Bem sei que, de acordo com alguns constitucionalistas, o chefe de Estado está limitado nas suas competências. Isso é uma coisa, que apenas tem implicações a jusante da crise. A montante, é a capacidade política do presidente da República que interessa. E, aqui, Cavaco tem pecado pela escassez.
O mais fácil será dizer que, a pouco tempo de eleições presidenciais, o chefe de Estado, provável recandidato, tenta passar por entre a chuva sem se molhar em demasia. Isto é, sem comprometer a sua ligação à Esquerda e à Direita (mais a esta do que àquela, claro está). Julgo essa análise, meramente tacticista, injusta para Cavaco Silva. Não creio que, numa altura particularmente grave como esta, seja essa a sua linha de rumo.
De modo que sobra a inabilidade política. Cavaco Silva insiste, uma e outra vez, na tese de que o seu trabalho de bastidores é profícuo - e, no entanto, chegamos a um ponto que o líder do principal partido da Oposição recusa reunir com o primeiro-ministro sem ter testemunhas ao seu lado.

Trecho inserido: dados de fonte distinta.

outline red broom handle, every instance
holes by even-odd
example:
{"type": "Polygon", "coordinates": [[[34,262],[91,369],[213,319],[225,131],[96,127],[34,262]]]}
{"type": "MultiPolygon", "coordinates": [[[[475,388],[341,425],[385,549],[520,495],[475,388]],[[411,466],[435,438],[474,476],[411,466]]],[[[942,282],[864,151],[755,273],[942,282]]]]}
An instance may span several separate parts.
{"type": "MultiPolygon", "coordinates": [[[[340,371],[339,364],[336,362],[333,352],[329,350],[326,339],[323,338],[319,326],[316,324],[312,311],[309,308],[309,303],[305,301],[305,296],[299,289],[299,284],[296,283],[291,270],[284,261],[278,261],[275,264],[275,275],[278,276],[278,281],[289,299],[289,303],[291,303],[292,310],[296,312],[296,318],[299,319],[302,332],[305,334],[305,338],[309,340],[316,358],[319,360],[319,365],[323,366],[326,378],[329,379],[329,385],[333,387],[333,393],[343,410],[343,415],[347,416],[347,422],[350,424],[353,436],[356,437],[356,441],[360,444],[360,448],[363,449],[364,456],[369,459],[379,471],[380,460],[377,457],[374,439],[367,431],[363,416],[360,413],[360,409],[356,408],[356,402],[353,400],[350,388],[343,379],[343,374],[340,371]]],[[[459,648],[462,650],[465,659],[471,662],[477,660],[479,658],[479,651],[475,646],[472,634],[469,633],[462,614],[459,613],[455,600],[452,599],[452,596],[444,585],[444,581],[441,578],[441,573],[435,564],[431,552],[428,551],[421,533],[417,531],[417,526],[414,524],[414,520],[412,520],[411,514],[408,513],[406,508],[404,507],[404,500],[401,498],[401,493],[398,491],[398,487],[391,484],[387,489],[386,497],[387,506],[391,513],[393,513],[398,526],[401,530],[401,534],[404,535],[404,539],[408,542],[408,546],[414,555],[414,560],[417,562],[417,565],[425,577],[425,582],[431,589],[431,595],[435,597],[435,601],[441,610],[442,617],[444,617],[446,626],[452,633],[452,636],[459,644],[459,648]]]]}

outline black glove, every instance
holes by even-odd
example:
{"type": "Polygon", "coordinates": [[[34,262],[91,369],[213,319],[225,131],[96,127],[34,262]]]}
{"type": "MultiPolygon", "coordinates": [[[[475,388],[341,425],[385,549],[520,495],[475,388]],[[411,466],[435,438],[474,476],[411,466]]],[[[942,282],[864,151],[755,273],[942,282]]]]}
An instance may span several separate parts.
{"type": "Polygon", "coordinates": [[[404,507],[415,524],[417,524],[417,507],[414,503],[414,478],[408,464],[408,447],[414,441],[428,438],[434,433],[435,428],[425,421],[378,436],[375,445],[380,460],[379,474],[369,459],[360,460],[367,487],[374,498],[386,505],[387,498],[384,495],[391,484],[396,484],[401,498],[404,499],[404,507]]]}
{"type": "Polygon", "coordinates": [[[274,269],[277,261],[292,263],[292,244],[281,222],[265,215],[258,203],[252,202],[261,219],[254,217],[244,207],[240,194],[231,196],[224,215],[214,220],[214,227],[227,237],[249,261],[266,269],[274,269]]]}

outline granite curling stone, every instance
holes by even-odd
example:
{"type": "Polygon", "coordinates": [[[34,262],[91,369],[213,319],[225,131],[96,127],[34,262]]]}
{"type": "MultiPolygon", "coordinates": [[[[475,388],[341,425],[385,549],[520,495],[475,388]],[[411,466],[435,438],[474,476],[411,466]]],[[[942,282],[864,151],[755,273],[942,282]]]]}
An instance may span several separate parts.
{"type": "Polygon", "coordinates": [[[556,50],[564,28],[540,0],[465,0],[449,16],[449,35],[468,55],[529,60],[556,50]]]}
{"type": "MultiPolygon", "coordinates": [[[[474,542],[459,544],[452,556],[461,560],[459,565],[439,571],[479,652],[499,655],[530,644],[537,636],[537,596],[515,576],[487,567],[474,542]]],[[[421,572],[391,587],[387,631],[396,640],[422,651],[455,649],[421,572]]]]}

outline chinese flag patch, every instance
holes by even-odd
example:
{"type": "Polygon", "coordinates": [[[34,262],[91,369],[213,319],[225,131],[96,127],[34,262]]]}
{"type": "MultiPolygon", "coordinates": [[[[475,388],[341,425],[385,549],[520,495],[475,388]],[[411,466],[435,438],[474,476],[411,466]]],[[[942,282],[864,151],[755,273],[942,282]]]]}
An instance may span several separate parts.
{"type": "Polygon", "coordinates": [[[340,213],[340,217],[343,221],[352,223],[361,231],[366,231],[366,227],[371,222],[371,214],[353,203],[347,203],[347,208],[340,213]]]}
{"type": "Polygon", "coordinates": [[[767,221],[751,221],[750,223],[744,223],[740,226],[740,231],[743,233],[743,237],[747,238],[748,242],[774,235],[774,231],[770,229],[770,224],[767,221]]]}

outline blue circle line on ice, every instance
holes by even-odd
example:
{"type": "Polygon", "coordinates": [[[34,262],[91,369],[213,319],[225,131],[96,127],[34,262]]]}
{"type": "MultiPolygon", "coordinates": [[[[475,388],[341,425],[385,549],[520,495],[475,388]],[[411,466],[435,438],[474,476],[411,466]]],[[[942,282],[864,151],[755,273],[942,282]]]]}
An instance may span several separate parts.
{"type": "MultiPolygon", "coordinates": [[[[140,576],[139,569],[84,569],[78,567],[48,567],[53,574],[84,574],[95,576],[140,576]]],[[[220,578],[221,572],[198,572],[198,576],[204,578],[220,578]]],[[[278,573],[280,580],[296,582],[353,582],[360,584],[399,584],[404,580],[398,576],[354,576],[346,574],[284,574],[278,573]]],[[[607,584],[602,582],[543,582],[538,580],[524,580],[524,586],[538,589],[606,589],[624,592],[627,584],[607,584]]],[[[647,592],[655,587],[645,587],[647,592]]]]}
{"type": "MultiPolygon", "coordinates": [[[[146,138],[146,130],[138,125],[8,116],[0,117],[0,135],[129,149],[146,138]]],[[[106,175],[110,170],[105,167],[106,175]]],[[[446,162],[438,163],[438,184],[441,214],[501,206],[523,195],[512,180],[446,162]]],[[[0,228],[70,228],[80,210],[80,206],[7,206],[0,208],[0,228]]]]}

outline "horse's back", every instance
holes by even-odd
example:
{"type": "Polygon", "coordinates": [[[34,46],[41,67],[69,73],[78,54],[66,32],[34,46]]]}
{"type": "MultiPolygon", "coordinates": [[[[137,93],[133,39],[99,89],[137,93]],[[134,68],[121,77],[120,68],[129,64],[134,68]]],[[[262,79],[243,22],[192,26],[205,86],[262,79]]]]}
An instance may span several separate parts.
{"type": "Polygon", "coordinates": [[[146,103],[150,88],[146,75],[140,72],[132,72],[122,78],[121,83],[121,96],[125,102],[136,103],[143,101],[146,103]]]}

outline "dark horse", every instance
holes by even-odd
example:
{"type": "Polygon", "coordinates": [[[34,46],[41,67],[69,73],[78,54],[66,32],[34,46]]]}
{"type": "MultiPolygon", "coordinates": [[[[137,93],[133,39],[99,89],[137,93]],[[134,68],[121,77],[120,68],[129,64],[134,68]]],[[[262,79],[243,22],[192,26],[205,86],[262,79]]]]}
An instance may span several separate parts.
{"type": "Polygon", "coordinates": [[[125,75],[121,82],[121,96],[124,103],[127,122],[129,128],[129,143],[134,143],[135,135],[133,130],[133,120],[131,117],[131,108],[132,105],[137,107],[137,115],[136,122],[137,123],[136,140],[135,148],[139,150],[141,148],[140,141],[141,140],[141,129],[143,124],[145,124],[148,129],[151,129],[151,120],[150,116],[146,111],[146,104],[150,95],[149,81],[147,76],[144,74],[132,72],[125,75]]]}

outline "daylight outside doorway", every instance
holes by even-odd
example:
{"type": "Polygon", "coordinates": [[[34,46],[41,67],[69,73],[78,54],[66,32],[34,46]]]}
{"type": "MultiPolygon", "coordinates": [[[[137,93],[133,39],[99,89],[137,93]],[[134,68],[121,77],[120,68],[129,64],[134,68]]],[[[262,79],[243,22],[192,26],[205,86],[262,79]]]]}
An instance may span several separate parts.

Cavaco Silva disse ontem, a propósito da presença em Portugal do secretário-geral da OCDE, que existem cinco partidos com os quais o Governo pode negociar o Orçamento do Estado, numa declaração que soa a tragédia, por se tratar da assunção, mais ou menos evidente, de que o chefe de Estado vê como parcas as possibilidades de um acordo PS-PSD. Donde, a pergunta: o presidente da República acha mesmo que um acordo PS-PCP-BE resolve os nossos problemas? Ou que um acordo com o CDS de Paulo Portas dá estabilidade a algum Governo?
Por fim, o chefe de Estado soltou ontem a seguinte frase: "O meu empenho neste momento é contribuir de forma mais explícita que noutras ocasiões - não tenho estado parado, só que há coisas que se fazem de forma discreta - para que Portugal não caia numa crise política ".
Cavaco não esteve "parado". Deu no que deu. Agora vai intervir "de forma mais explícita". Vamos ver no que dará. Temo que não dê em muito. O chefe de Estado deveria ter intervindo de forma "explícita" e continuada bem mais cedo. O país agradeceria.